The Reader is the main actor of the whole program. The CSV2Record actors register with the Reader and the Reader gets the message to process a file. It reads the lines from the input file and takes care that there is always a limited number of records in the system. This prevents that the system is flooded with data and that the Writer has to buffer too many processed records if one records takes a little longer during processing.

Incoming messages

  • Register is sent by a CSV2Record to register with the Reader. This message must be resent regularly because the Reader removes CSV2Record actors which don't self register after a certain time. This is to prevent that the Reader sends data to actors which are no longer available.
  • InitReader contains information about the file to process and is sent in the beginning by the Inbox of the system.
  • GetWork is sent by a CSV2Record when this actor can process some data.
  • RecordReceived, contains the record id and is sent by the Writer if it has received the corresponding record. The Reader then removes this record from the list of records that may have to be sent again.
  • RecordsWritten is sent by the Writer when it has written some data to the output. The message contains the number of written records and enables the Reader to read the next data.
  • SendAgain is sent by the Reader itself.
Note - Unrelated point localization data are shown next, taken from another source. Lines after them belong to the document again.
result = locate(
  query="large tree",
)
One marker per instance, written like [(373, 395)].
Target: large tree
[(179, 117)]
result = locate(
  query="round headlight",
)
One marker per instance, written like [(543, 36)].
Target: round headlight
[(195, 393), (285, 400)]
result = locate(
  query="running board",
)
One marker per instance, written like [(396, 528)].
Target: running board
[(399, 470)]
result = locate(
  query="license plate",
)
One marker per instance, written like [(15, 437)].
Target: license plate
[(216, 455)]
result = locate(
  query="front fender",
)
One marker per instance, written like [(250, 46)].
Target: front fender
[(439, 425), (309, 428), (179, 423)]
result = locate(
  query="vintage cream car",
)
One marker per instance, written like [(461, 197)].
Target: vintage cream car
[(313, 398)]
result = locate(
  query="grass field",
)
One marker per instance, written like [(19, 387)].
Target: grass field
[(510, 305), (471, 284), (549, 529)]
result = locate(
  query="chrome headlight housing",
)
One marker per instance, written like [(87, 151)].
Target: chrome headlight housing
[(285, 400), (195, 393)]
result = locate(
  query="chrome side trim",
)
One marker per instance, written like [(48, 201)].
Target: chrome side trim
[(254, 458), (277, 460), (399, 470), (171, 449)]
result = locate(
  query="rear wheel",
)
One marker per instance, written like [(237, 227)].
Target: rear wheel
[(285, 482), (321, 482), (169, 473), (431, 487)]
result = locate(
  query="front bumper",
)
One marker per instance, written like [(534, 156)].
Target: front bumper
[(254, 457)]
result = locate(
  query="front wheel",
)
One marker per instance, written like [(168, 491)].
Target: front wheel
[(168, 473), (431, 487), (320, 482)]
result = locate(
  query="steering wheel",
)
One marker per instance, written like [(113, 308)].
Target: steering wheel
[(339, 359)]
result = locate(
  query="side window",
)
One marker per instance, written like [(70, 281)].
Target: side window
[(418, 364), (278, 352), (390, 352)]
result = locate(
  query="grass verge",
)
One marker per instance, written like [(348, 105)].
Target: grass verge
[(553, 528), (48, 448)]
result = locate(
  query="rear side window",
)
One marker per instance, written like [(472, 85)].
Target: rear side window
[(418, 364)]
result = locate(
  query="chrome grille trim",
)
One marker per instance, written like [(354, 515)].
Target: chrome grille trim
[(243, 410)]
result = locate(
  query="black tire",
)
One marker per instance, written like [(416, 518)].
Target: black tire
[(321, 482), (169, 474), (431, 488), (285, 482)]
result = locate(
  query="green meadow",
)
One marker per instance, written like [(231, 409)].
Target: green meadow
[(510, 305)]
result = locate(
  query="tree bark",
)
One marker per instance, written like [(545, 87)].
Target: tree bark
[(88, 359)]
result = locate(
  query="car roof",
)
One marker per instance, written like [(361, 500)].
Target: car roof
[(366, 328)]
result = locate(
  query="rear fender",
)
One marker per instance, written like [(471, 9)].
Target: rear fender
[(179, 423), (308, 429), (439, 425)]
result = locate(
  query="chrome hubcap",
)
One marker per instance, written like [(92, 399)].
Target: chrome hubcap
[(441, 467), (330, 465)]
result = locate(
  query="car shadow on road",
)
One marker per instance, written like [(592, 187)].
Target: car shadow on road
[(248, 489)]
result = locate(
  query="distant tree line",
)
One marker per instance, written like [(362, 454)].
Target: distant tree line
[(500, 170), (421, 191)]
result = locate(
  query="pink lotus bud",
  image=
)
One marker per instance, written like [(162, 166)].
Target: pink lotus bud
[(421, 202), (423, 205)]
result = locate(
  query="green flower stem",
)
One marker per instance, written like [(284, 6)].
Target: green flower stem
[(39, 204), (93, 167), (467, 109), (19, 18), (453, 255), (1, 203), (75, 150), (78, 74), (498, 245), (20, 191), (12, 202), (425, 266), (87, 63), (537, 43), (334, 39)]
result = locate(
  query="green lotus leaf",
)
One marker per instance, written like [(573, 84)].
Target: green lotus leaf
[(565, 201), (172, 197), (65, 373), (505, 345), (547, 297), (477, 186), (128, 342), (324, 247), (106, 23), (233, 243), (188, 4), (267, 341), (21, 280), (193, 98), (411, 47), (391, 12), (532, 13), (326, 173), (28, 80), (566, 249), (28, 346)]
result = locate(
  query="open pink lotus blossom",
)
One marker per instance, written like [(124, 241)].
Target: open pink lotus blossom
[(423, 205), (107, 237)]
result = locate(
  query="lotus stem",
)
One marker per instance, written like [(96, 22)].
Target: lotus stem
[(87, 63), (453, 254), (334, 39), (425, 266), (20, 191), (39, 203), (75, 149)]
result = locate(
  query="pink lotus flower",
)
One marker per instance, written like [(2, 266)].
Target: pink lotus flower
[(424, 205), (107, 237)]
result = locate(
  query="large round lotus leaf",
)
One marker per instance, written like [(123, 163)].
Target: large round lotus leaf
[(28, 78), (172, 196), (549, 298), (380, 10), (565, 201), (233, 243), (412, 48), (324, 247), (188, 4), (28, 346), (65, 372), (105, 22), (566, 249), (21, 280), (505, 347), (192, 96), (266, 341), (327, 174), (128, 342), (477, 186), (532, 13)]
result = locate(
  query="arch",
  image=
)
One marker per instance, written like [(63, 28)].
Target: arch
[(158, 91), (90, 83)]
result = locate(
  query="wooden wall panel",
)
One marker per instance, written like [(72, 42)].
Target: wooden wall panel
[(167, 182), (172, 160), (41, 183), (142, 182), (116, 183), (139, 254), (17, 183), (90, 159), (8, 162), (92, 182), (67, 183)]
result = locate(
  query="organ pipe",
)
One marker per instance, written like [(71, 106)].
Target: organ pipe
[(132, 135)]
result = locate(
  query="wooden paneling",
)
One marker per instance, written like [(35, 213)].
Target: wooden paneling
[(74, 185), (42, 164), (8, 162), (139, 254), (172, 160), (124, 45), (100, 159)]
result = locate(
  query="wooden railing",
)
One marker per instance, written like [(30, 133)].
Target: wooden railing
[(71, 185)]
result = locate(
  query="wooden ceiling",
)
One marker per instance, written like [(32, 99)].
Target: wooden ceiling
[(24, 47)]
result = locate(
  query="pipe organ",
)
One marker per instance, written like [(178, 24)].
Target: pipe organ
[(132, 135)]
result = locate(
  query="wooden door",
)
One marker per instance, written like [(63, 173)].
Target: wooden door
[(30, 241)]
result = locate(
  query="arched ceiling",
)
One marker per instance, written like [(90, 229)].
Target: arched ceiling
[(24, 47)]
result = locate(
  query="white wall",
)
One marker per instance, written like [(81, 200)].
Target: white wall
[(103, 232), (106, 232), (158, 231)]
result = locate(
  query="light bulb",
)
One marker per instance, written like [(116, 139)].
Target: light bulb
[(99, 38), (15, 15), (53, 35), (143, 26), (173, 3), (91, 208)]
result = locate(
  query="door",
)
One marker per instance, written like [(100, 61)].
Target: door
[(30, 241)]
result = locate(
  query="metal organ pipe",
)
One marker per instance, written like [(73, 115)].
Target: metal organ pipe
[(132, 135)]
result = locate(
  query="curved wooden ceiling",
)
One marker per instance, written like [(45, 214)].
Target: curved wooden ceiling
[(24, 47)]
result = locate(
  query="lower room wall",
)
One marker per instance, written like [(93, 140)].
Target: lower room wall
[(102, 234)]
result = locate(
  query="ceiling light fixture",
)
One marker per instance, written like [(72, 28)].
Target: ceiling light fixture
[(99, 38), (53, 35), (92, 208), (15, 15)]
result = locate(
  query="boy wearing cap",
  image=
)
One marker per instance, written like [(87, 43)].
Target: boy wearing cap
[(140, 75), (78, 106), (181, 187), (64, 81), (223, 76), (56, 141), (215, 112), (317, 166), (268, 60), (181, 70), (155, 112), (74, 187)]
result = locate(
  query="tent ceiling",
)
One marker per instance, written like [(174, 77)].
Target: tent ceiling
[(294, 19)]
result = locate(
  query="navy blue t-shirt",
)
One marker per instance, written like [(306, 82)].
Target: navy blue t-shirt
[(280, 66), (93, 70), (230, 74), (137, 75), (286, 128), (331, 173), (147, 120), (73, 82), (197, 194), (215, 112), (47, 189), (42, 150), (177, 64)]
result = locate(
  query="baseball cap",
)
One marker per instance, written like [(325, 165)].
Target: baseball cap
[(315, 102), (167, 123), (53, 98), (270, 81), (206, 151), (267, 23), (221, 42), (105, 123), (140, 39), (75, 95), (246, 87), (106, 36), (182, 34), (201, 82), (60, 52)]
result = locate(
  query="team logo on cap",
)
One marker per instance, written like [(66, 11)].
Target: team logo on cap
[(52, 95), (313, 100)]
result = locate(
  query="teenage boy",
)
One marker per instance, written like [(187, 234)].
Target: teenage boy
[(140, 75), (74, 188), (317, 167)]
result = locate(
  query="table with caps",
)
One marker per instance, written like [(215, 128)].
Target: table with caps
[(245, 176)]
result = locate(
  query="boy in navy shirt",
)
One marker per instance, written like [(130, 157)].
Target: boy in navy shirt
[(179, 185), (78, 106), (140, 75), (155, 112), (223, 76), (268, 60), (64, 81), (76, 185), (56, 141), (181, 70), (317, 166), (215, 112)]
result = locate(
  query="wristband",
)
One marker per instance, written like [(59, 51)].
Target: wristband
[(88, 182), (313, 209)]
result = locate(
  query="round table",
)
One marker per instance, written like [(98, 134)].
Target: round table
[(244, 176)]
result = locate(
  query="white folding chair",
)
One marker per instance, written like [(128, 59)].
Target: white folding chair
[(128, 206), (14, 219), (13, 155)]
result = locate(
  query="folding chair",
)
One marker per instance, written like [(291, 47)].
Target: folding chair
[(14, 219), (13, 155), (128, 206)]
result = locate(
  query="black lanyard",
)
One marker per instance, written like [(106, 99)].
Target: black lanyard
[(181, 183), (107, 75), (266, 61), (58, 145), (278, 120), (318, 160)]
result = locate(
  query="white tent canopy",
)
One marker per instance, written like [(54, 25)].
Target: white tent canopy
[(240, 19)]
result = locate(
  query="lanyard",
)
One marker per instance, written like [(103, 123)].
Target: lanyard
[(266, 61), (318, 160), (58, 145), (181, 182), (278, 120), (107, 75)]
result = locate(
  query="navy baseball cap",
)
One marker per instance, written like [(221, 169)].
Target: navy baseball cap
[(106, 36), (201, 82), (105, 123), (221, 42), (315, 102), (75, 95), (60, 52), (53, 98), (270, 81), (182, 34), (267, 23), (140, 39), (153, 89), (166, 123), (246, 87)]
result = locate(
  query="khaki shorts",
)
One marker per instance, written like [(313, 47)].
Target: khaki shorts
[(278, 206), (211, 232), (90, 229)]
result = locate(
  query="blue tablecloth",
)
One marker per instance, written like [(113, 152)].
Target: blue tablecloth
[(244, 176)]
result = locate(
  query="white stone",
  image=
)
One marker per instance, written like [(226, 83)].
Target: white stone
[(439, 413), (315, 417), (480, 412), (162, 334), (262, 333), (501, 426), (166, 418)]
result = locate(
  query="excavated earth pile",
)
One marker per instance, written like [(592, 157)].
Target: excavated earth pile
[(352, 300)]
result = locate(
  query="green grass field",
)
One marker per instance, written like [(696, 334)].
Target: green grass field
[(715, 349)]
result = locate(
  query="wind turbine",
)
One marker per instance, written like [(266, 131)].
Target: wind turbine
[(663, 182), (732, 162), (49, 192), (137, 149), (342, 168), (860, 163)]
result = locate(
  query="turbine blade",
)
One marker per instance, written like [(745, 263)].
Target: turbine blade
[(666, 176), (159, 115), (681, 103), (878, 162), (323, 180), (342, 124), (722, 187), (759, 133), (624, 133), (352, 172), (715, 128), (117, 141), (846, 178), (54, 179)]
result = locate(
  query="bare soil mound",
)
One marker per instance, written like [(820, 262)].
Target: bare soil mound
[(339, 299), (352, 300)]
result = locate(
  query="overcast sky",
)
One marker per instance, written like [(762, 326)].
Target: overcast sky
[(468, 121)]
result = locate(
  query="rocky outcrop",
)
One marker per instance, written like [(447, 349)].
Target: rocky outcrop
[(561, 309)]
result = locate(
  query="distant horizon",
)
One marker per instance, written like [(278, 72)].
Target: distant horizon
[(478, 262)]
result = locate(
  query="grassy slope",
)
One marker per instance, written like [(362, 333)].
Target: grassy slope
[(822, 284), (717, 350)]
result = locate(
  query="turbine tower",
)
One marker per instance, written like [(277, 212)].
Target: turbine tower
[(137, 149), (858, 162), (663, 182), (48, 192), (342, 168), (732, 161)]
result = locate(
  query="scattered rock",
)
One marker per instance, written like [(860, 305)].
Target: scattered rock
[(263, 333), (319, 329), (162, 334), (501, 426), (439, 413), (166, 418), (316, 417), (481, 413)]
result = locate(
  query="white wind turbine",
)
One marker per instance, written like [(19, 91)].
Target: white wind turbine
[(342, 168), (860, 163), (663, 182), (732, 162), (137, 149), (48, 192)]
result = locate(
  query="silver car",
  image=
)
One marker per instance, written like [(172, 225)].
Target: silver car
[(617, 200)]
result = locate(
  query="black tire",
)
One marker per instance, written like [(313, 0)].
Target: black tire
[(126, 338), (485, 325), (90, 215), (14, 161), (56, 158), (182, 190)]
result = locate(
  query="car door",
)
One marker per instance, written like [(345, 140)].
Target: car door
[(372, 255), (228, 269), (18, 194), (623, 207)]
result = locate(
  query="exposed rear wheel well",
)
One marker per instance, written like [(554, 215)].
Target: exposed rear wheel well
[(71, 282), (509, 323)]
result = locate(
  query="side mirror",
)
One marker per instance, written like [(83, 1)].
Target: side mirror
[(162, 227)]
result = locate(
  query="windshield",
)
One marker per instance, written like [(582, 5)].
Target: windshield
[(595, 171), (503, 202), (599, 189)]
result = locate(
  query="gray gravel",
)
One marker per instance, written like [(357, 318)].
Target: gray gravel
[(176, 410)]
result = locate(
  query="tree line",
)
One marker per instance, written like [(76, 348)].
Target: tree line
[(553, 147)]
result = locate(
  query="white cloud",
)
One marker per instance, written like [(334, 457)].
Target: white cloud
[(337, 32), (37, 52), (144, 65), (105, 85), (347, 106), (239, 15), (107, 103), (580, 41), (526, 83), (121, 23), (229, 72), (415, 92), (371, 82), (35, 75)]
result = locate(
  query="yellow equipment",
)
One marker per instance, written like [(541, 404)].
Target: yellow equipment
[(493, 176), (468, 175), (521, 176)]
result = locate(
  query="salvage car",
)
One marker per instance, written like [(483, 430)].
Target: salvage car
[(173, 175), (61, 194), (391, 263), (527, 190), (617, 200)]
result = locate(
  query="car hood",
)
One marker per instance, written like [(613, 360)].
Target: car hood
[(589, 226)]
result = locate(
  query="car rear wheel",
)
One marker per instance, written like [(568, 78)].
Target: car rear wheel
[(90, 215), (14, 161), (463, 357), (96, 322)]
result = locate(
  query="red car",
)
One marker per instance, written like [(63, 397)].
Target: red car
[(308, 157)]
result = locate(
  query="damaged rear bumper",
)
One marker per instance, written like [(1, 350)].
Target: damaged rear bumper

The purpose of this message is to check if some records need to be sent again if the processing takes too long.

Outgoing messages

  • WorkAvailable is sent to all registered CSV2Record actors when new data is available.
  • DoWork, contains the record-id and the csv line, is sent to a CVS2Record actor in response to a GetWork message.
  • WorkDone is sent to Inbox when all records are processed or there has been an error.

Writer

The Writer is responsible to write the records it gets to the output file keeping the original order of the records. To achieve this, the Writer has an internal buffer where the records are stored which can not yet be written because they were processed faster than records which need to be written before them. The management of this records is done by using the record id which is sequentially generated by the Reader.

Incoming messages

  • InitWriter, which contains name and encoding of the output file. Sent by the Inbox object.
  • ProcessRecord, which contains the record id, the processed record and the original csv line.

Outgoing messages

  • InitReady is sent to the Inbox when the InitWriter message was received and the internal structures are initialized; contains a flag signaling success.
  • RecordReceived, contains a record-id and is sent to the Reader when a ProcessRecord message was received to keep the Reader from sending the record again into the system.
  • RecordsWritten is sent to the Reader when output records have been written. The message contains the number of written records.

CSV2Record

This actor converts a line in csv format into a record. For simulation purposes the actor just uses some processing time as well.

Incoming messages

  • WorkAvailable, is sent from the Reader to the registered CSV2Record actors, when there is data to be processed.
  • DoWork (contains the record id and the original line read), is sent from the Reader after the CSV2Record has sent a GetWork message to the Reader.

Outgoing messages

  • Register is sent regularly to the Reader.
  • GetWork, is sent to the Reader when the actor is ready to do some work either after the previous work has been processed or after the actor has received a WorkAvailable message.
  • ProcessRecord (contains the record id, the original line and the processed record), is sent to a RecordModifier.

RecordModifier

This actor does the processing of the record.

Incoming messages

  • ProcessRecord (see CSV2Record)

Outgoing messages

  • ProcessRecord (contains the processed record), is sent to the Writer.

Building and running the program

this is a maven project where the maven appassembler-maven-plugin plugin is configured to run during the package phase. So a simple mvn package command builds the whole stuff and creates a directory target/AkkaBatch. The bin subdirectory contains scripts for starting the program, the etc subdirectory contains the akkabatch.conf configuration file.